Just discredit will fall on the institutions — capitalism and democracy — who failed so visibly in face of these well-known evils.

Presidents are not supposed to supervise, initiate or interfere with law enforcement investigations or prosecutions. Not of political opponents. Not of anyone. That’s the way banana republics behave; not the government of the United States of America. To prevent even the appearance of undue political influence, Republican and Democratic administrations alike have for decades separated White House politics from law enforcement. Today, we are seeing troubling signs that this separation is being circumvented by tweet and other forms of pressure. The Department of Justice is ordinarily protected from this kind of pressure by long-held standards designed to ensure its independence and integrity, but the president is a human firehose of political controversy, lashing about and smashing into the rules and norms of the presidency. Congress has the tools to investigate political interference with our nation’s law enforcement, and protect the department from abuse. I believe it’s long past time to use them.

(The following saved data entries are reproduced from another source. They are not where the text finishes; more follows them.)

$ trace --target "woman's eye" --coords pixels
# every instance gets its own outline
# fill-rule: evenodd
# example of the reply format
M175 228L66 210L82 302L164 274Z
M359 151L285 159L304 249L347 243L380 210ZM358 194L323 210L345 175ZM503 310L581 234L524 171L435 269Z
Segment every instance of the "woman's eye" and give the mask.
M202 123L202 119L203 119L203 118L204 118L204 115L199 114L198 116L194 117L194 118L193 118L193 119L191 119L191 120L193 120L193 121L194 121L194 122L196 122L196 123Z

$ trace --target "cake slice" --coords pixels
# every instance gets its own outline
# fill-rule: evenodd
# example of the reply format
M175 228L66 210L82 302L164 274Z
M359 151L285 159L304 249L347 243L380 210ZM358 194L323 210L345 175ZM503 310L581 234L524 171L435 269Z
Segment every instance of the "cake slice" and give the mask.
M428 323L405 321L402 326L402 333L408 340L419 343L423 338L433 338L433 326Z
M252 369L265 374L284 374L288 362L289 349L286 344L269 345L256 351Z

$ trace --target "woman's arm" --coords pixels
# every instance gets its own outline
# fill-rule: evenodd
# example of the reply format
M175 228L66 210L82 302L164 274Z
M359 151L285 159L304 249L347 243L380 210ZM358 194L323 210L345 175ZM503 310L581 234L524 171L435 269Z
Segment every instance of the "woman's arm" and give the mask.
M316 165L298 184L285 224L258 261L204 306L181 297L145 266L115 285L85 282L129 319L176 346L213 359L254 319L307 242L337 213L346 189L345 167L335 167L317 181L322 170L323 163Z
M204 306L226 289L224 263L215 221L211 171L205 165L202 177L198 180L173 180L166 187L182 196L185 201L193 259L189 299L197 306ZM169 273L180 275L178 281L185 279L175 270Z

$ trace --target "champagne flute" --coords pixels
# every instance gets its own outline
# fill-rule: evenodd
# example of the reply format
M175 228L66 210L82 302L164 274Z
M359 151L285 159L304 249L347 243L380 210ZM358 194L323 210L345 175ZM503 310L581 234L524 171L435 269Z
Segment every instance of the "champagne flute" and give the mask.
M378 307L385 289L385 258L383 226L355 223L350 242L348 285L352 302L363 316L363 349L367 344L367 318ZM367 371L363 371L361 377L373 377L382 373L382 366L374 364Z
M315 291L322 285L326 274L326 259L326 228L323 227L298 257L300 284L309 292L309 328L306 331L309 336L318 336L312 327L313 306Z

If you believe that the world needs America, if you believe that America is the world’s essential and exceptional nation, then getting these questions right matters. Failing in moments of necessity will soon, and long, darken the lamp America holds up to the world.

We depend for the quality of life we enjoy on market capitalism and democratic governance. Those institutions in turn depend on popular approval and confidence. In the international contest of ideologies, it is not assured that ours will win; we have to earn the winner’s laurel, generation by generation. And we have to win it by example.

America is an exemplary nation. We have a role to play in this world, we Americans, and it is time we got about it.